Conscious, Ingredient Based Cuisine

「意識」食材料理

    • Deeply influenced by the Chinese holistic concept of ‘harmony between man and nature’, TABLE revives the practice of eating according to seasonality. Seasonal local vegetables and other ingredients are incorporated into the menu according to Traditional Chinese medicine principles and the 24 Solar Terms. The five internal organs are nourished by maintaining the harmony of the five elements within the body to optimise wellbeing.

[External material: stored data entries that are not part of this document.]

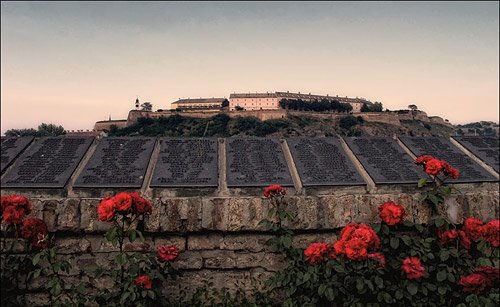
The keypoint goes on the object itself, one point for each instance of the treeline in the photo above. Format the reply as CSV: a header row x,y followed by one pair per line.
x,y
375,107
220,125
43,130
315,105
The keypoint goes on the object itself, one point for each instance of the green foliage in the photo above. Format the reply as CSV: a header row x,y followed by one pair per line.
x,y
43,130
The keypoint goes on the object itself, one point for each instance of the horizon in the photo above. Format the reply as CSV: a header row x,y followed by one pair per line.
x,y
76,63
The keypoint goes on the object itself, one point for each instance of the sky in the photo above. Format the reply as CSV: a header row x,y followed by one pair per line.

Dishes also aim to showcase beloved local flavours using Western cooking techniques with ingredients from Hong Kong and around the world to create a ‘Conscious, Ingredient Based Cuisine’ that is uniquely Hong Kong and uniquely ‘Sandy’.
       
    • 深受中國「人以天地之氣生,四時之法成」傳統觀念影響,逐漸意識到香港飲食文化與食材,人和環境之間相輔相成的微妙關係。爲此,TABLE致力唤起「不時不食」的飲食方式。根據中醫原理和二十四節氣,以五行五臟搭配,將香港時令食材融入菜單中,維持體內能量平衡,有助養生。此外,TABLE亦以深受喜愛的香港風味,結合西方烹飪技術,以及本地時令和環球食材,創造出具有Sandy個人和香港特色的「意識」食材料理。